What’s the secret to propelling your career into the stratosphere? You might ask alumnus Tim Kopra ’13, a real-life NASA astronaut who, needless to say, takes #careergoals to a whole new level.
Last month, members of the Columbia Business School community did just that during an exclusive Q&A session with Commander Kopra, who was livestreamed by NASA directly from the International Space Station some 220 miles above the Earth. More than 250 students, alumni, faculty members, and friends crowded into Uris 301 for the broadcast, while hundreds more tuned in online. The livestream was also broadcast to all NY TechDay attendees at the Columbia Business School booth. A select group headed to a microphone at the front of the lecture hall and lobbed questions to Kopra as he floated before their eyes in zero gravity.
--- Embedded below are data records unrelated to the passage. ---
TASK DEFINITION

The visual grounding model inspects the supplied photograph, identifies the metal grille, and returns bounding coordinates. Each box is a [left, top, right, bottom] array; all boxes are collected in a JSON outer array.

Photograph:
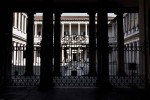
[[61, 34, 89, 76], [9, 43, 145, 88], [109, 45, 145, 88]]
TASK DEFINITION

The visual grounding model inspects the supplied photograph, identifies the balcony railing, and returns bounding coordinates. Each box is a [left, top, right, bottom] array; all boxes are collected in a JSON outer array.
[[9, 45, 145, 88]]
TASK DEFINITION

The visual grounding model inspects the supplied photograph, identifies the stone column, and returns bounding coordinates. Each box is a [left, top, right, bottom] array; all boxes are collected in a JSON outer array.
[[77, 23, 81, 35], [14, 12, 17, 28], [97, 10, 111, 88], [21, 14, 24, 32], [13, 43, 17, 65], [24, 17, 27, 33], [34, 23, 37, 37], [18, 12, 21, 30], [117, 12, 126, 76], [0, 9, 13, 88], [89, 12, 96, 76], [25, 12, 34, 76], [61, 23, 64, 39], [69, 23, 71, 35], [85, 23, 87, 37], [54, 13, 61, 76], [39, 12, 53, 89]]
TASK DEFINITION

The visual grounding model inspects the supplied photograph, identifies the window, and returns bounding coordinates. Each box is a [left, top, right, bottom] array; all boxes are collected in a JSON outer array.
[[64, 31, 69, 35]]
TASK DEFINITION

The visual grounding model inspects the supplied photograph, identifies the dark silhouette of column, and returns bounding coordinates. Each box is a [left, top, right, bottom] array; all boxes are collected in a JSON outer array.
[[54, 12, 61, 76], [39, 12, 53, 89], [0, 8, 13, 88], [117, 12, 125, 76], [25, 12, 34, 76], [97, 10, 111, 90], [89, 12, 96, 76]]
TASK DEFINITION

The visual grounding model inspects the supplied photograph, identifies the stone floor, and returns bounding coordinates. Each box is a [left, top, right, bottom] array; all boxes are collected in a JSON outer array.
[[0, 87, 150, 100]]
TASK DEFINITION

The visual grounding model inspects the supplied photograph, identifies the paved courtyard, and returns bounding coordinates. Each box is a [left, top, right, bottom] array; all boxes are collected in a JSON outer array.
[[0, 87, 150, 100]]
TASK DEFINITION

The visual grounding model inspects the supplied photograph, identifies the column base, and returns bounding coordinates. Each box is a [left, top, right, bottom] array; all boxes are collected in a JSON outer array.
[[37, 82, 54, 91], [24, 72, 34, 76], [97, 82, 114, 92], [88, 72, 97, 76], [53, 72, 61, 76]]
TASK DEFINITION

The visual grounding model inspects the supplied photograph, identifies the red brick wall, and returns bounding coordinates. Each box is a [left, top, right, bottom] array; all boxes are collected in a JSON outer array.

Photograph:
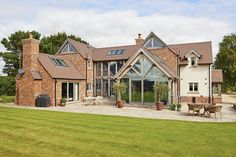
[[150, 48, 177, 74], [57, 53, 94, 96], [180, 96, 209, 103]]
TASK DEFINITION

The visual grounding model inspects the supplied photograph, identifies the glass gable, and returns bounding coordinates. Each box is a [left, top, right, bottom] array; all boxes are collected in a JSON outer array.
[[123, 56, 168, 104]]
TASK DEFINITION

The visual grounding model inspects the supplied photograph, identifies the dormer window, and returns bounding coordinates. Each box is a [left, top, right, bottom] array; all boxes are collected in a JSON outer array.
[[144, 37, 164, 48], [190, 57, 197, 66], [61, 43, 76, 53]]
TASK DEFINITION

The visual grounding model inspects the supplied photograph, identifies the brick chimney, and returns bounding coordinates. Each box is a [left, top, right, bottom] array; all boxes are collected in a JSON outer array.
[[22, 32, 40, 71], [135, 34, 144, 46]]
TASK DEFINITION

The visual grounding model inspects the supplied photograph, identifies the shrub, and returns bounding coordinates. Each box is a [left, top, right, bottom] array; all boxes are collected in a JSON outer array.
[[170, 104, 176, 111]]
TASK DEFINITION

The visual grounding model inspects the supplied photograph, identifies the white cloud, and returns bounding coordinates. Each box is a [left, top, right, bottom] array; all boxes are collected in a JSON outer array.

A prevailing line of questioning centered on leadership. "Leadership is a continual learning process — we are always learning, whether it’s in a business scenario or here on [the] Space Station," Kopra said. "One of the things the MBA did for me was reaffirm that." He added that as a leader of a team, based on his experience as commander onboard, "it’s very, very important to listen and be flexible in your thinking" to get buy-in from other team members. "Your own opinion or your own approach may change. Or maybe sometimes it’s not appropriate to incorporate theirs, but making sure people are included in the process is important." Kopra went on to explain that even when he was a young aviator in the US Army flying a small Boeing AH-64 Apache helicopter, he always thought about his individual decisions in the context of the overarching team. "The decisions I made affected all the people I flew with," he said. "There’s always going to be a balance between individual decisions and the team aspect." In fact, it is this team-oriented mindset that is the biggest similarity between being a successful astronaut and being a successful executive, he added. "A spaceflight is completely a team sport. We have six people up here, but we have an army of people on the ground dedicated to this. Big things take a team. There’s no sole person who’s making this happen."
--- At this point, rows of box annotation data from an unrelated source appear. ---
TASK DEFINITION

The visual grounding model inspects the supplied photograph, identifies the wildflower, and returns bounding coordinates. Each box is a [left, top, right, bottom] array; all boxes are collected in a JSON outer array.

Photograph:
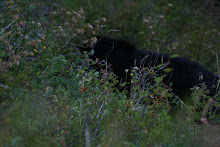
[[37, 22, 41, 27], [66, 105, 70, 110], [80, 87, 87, 92], [101, 17, 106, 22], [168, 3, 173, 7], [52, 11, 57, 15], [62, 32, 66, 37], [126, 102, 129, 107], [91, 37, 97, 43], [72, 17, 77, 23], [87, 23, 93, 30], [200, 117, 207, 123], [159, 15, 164, 18], [24, 35, 29, 40], [30, 51, 34, 56], [66, 11, 71, 15], [152, 113, 156, 117], [92, 31, 95, 35], [13, 15, 19, 20], [78, 8, 84, 14], [134, 66, 138, 70], [172, 46, 177, 50], [151, 31, 155, 35], [130, 102, 133, 108], [83, 39, 89, 44], [34, 49, 38, 53], [95, 20, 100, 23], [144, 19, 149, 23]]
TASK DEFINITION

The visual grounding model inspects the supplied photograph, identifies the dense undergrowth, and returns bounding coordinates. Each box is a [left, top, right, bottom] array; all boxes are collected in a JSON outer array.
[[0, 0, 219, 146]]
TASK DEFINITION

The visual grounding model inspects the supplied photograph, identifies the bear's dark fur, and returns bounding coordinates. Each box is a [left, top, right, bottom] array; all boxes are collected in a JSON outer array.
[[81, 37, 219, 96]]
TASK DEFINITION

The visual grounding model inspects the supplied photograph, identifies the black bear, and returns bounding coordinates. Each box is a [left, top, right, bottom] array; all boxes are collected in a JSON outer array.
[[81, 36, 219, 96]]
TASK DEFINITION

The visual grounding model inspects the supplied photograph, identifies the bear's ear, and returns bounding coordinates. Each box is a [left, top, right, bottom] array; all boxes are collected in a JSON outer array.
[[78, 46, 92, 53]]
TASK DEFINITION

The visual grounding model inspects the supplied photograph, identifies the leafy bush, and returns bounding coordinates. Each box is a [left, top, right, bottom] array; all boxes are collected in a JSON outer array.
[[0, 1, 218, 146]]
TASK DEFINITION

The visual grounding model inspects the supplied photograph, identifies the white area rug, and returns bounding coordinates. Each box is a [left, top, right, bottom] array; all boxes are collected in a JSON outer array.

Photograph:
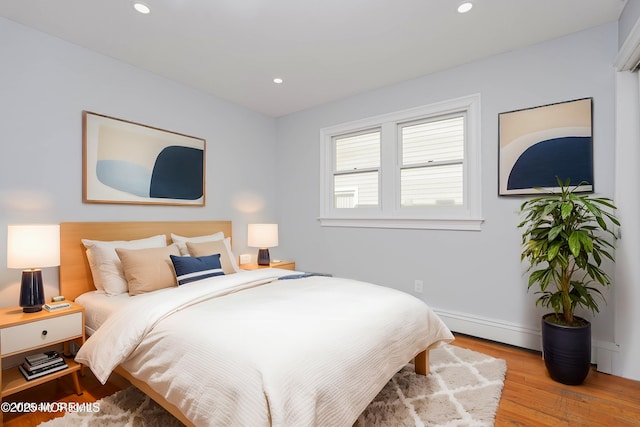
[[41, 345, 507, 427]]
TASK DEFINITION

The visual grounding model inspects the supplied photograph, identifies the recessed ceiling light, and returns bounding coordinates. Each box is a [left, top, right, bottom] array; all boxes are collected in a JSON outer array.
[[133, 1, 151, 15], [458, 1, 473, 13]]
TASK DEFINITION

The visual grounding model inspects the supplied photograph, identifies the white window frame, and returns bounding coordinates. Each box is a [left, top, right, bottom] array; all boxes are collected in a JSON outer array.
[[319, 94, 483, 230]]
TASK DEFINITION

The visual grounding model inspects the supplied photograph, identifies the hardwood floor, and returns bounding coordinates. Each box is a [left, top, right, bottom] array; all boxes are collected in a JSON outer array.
[[4, 334, 640, 427]]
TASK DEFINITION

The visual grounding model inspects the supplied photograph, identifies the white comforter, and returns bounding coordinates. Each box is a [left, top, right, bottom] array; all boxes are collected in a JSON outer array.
[[76, 269, 453, 427]]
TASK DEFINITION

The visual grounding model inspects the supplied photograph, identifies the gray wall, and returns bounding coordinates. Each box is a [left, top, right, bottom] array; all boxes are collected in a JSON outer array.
[[618, 0, 640, 46], [0, 18, 277, 306], [277, 24, 618, 356]]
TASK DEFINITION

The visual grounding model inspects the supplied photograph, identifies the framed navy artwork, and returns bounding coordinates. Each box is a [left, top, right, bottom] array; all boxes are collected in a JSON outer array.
[[498, 98, 593, 196]]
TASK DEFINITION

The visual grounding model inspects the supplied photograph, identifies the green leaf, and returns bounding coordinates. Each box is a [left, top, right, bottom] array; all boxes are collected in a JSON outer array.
[[560, 202, 573, 219]]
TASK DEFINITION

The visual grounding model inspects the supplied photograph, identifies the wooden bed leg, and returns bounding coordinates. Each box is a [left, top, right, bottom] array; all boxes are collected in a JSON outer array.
[[414, 349, 429, 375]]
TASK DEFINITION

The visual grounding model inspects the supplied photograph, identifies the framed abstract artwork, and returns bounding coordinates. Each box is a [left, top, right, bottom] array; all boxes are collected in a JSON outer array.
[[82, 111, 205, 206], [498, 98, 593, 196]]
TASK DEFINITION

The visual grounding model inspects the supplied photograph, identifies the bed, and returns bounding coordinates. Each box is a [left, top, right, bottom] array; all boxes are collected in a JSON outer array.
[[60, 221, 453, 426]]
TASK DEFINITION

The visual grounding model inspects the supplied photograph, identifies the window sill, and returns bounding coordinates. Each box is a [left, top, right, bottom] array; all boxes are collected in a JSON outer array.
[[318, 217, 484, 231]]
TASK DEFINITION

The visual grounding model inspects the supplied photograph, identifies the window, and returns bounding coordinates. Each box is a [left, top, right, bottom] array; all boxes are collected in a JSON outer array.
[[320, 95, 482, 230], [333, 130, 380, 209]]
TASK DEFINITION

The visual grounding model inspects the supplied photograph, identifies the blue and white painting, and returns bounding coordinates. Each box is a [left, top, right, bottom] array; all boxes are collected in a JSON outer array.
[[499, 98, 593, 195], [84, 112, 205, 206]]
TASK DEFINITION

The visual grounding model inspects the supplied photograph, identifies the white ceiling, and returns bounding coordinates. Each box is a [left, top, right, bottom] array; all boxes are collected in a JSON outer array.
[[0, 0, 625, 117]]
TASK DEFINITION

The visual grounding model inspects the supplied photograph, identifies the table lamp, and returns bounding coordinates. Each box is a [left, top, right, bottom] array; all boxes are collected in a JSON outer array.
[[247, 224, 278, 265], [7, 225, 60, 313]]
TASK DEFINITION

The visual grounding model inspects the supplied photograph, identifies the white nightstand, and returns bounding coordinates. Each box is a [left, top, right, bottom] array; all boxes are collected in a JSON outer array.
[[0, 302, 85, 421]]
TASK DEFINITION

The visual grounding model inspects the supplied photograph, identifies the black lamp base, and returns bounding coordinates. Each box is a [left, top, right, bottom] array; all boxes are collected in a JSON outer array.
[[258, 248, 271, 265], [20, 269, 44, 313]]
Professor Mark Cohen, who preceded the livestream with a brief lecture and moderated the event, underscored this point, stressing that while "leadership is an exceedingly complex concept" it can be broadly defined as a behavior that encourages achievements that could not be accomplished by a single individual alone. Professor Cohen added that this leadership behavior ultimately entails just three things: acknowledgement ("of everything around you"), assessment of the situation, and action. "The idea of leadership has to resonate from top to bottom," he added. Leadership that’s felt throughout an organization can only happen when each team member is a "leader" in his own right, taking ownership of his own work and being "individually competent in our tasks," Kopra said. "As a business leader, having the required skills such that people respect you is very vital." Waxing philosophical, one Columbia community member asked Kopra whether his perception of the world has changed after seeing it from a distance "without borders." From space, Kopra responded, one can get a "very physical sense" of how interconnected the world is: he can see the globe being crisscrossed by networks of interlocking roads and watch ships traveling from one port to another, he said. Here on Earth, Kopra added, "business is one tremendous way that we are able to experience some of that interconnection and have some common bonds."
Kopra returns to Earth in June, after completing a six-month mission in space. This marks his second voyage to the International Space Station.